A. Again, we have to follow the guidance provided by the highest quality research available about online learning that works. Panasonic has partnered with Dr. Sonny Magana, an online learning pioneer and Oxford Research Scholar to embed his methodology, what he calls the T3 Framework for Innovation, into the Panasonic higher education solution. The peer-reviewed strategies in the T3 Framework has shown to have an effect equivalent to quadrupling learning performance. The T3 Framework was recently inducted into Oxford University’s Research Encyclopedia for Education, which is what prompted us to partner with Dr. Magana. Our intention is to package AV tools with The T3 Framework’s concrete strategies, protocols, and resources so that our AV equipment is not just used, but used in the most reliable way possible to improve learning outcomes. It’s not just about the AV, but it’s about reliably improving remote and hybrid learning based on the research evidence on what works. That will make all the difference in the world. 

Q. The student experience – can they get what they need being remote? 

A. There are different levels of need. The human social/emotional aspect of learning is not only foundational, but it is difficult, but not impossible to reproduce in remote learning environments.
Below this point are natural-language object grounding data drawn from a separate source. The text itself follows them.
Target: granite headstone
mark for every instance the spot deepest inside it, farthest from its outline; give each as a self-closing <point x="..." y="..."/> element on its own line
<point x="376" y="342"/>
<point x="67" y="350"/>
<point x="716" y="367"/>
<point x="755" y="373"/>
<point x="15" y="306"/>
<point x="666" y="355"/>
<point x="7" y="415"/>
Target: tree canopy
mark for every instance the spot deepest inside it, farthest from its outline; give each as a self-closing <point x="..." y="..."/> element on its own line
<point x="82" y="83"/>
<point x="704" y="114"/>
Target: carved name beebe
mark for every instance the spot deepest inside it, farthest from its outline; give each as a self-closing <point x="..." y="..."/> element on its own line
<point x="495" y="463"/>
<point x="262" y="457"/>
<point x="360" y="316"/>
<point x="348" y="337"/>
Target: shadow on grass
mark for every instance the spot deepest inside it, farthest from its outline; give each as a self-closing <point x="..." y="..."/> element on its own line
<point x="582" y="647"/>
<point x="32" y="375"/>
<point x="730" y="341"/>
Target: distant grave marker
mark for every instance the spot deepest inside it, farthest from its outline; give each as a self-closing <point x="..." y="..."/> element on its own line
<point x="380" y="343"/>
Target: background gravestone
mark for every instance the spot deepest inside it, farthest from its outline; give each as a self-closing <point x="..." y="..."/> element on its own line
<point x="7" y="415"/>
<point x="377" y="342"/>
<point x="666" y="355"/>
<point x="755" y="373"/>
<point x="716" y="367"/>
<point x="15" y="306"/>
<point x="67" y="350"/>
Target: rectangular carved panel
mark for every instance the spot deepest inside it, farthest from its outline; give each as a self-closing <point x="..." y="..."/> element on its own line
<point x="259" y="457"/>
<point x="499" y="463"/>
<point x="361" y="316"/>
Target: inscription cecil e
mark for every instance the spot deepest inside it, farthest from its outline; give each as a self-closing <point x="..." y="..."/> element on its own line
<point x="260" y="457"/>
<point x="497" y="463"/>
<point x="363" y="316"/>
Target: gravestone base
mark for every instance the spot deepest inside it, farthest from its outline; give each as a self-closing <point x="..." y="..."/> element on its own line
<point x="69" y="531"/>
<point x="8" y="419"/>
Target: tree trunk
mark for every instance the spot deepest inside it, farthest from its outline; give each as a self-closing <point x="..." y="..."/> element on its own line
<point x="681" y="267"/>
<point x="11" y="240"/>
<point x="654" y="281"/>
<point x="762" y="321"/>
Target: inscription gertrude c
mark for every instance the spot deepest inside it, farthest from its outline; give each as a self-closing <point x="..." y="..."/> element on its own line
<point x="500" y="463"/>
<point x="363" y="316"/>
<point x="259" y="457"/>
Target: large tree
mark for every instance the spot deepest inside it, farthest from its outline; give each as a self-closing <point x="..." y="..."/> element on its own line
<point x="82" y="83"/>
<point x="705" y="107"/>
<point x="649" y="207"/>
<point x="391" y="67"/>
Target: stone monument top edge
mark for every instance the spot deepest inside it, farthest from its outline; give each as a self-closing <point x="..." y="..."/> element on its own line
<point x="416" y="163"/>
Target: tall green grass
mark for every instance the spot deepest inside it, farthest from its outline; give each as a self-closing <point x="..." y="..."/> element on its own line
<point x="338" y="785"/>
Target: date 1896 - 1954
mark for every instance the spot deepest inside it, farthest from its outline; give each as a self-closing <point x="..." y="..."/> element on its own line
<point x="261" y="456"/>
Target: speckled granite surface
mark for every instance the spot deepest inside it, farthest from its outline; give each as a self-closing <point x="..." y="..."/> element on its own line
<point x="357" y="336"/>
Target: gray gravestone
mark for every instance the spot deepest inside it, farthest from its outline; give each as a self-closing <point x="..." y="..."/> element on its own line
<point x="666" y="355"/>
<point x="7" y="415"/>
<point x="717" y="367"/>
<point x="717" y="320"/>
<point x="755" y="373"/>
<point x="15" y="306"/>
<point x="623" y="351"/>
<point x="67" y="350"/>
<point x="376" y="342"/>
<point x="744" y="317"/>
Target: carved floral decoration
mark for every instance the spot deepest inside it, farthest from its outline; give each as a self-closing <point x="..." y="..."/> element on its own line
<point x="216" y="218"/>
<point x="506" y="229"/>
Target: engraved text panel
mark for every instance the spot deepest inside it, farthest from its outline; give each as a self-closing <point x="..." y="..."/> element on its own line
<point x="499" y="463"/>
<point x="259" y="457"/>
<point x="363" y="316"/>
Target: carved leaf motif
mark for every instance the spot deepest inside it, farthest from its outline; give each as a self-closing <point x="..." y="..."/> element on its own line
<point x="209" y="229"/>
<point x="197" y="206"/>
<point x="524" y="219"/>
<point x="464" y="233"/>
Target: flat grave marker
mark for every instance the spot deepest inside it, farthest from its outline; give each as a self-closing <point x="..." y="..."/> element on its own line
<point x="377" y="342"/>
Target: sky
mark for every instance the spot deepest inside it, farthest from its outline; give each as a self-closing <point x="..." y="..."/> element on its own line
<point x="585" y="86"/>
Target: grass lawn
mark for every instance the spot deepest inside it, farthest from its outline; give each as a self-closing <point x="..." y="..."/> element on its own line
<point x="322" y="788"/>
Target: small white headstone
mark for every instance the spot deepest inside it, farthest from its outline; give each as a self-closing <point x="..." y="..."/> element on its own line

So, having said that, students can get their learning and social/emotional needs met by practicing what Dr. Magana calls “Contributive Learning.” Contributive Learning theory suggests that meaningful learning is a function of both active participation in the learning experience and collective interaction. Many faculty see learning as a solo experience, like long-distance running, in which learners consume information from a lecture, commit that information to memory, and then demonstrate their recall ability on some examination. Contributive Learning Theory indicates that learning is more like a team sport–we learn better together than we do in isolation. That means shifting remote learning conversations from monologues to dialogues. That is a shift that is ideally suited to remote learning–with the right tools, training, and resources to help faculty and leadership make this shift. 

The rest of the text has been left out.